Jan Rohlf: Mit dem Titel reagieren wir darauf, was in den vergangenen Monaten, Jahren und auch Tagen um uns herum passiert ist. Wir haben – wie viele andere auch – „Fear“ und „Anger“ gefühlt und fühlen dies immer noch. Bei „Love“ im Sinne von Empathie, von Miteinander wäre die Frage, inwieweit sie helfen kann, den gesellschaftlichen Zustand zu verbessern. Musik trägt diese Emotionen in die Öffentlichkeit – das kann Bewusstsein und Wandel erzeugen. Andererseits tragen viele rechtspopulistische Bewegungen ähnliche Emotionen auf die Straße, bis in die Popkultur hinein. Deshalb stellen wir damit auch die Frage, ob wir unsere Emotionen anders formulieren müssen als diejenigen, die für ein derart geschlossenes Welt- und Menschenbild stehen.
Und, müssen Sie?
Rohlf: Ja. Gegenseitige Ablehnung wird uns auf Dauer nicht weiterbringen.
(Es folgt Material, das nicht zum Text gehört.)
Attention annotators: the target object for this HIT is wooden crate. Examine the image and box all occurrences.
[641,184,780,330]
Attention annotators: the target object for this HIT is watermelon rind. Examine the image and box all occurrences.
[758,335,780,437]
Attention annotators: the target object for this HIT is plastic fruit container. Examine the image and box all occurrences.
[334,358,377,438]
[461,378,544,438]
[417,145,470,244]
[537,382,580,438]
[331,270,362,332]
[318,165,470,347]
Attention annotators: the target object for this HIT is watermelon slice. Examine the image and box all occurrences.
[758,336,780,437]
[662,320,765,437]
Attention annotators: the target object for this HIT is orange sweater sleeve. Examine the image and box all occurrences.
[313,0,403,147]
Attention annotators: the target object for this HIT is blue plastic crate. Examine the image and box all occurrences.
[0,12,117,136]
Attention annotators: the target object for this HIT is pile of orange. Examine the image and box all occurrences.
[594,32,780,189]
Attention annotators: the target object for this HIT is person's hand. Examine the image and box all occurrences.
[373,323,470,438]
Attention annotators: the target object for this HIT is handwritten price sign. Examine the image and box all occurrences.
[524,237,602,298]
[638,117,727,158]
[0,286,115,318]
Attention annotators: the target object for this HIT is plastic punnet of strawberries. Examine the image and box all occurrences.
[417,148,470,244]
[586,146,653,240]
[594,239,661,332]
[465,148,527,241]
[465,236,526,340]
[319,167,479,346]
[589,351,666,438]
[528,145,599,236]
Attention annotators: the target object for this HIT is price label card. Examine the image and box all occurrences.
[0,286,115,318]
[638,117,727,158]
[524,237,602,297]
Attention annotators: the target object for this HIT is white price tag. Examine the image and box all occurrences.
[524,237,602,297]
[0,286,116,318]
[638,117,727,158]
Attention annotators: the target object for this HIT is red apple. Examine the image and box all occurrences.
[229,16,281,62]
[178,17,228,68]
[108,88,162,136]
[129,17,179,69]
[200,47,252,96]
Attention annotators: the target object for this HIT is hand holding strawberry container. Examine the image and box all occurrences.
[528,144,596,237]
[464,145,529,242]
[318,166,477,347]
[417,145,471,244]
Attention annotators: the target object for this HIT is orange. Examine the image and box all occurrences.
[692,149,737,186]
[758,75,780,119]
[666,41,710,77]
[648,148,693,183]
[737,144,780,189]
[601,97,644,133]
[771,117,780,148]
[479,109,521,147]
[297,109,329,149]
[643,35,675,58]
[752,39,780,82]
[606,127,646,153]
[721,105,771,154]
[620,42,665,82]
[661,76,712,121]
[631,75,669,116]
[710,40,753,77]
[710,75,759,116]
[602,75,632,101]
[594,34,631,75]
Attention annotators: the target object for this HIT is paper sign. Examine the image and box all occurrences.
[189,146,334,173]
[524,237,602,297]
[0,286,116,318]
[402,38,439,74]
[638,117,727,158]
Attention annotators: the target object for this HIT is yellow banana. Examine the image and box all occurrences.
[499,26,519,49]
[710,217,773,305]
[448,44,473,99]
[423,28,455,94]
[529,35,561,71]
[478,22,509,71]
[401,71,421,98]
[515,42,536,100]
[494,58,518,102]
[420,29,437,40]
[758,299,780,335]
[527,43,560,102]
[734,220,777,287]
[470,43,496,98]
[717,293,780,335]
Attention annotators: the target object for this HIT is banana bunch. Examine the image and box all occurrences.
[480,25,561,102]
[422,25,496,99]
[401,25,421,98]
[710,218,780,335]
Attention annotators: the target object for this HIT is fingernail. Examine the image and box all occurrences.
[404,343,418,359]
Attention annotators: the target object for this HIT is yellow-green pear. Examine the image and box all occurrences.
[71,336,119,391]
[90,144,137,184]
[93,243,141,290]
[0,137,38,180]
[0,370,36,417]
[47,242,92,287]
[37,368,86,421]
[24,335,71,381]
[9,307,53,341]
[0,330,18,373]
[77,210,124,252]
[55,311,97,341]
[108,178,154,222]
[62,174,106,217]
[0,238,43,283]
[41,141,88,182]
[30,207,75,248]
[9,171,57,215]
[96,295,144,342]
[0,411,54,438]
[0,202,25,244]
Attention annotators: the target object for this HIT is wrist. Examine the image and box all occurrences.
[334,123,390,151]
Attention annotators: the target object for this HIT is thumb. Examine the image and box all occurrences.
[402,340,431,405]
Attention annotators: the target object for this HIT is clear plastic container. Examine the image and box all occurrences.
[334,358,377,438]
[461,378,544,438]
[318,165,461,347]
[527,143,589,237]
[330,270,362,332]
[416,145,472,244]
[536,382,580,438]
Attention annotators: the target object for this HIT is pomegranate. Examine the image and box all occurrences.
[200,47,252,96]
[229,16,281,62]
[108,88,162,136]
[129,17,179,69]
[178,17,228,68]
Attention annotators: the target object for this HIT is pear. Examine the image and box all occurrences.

Wir erleben es zurzeit täglich: Ressentiment erzeugt Gegenressentiment. Bei aller Entschlossenheit, uns gegen den gegenwärtigen reaktionären Backlash zu stellen, müssen wir auch Wege finden, Polarisierungen zu überbrücken. Wir sollten Emotionen nicht immer nur nutzen, um Ängste zu schüren und Einheit zu beschwören.
Mit Slogans wie „We choose love“ oder „Love will win“ reagiert die liberale, offene Gesellschaft oft auf repressive und regressive Phänomene. Ist das formelhafte Verkürzen auch ein Problem?
Rohlf: Ich sehe es so: Angst betrifft alle Menschen und Gruppen. Sie bedrängt einen so sehr, dass man an diesem Zustand etwas ändern muss. Wut ist der Motor, mit dem wir die Angst überwinden, um zu einer Änderung zu gelangen. Und wenn man politisch über Liebe nachdenkt, muss man differenzieren zwischen denen, die nur die Menschen lieben, die so sind wie sie – und denen, die auch diejenigen zu lieben bereit sind, die anders sind. Wenn Pegida auf die Straße geht, dann empfinden die auch eine Form von Empathie und Gemeinschaft. Aber es ist eine andere Form als die, die wir hoffentlich vertreten.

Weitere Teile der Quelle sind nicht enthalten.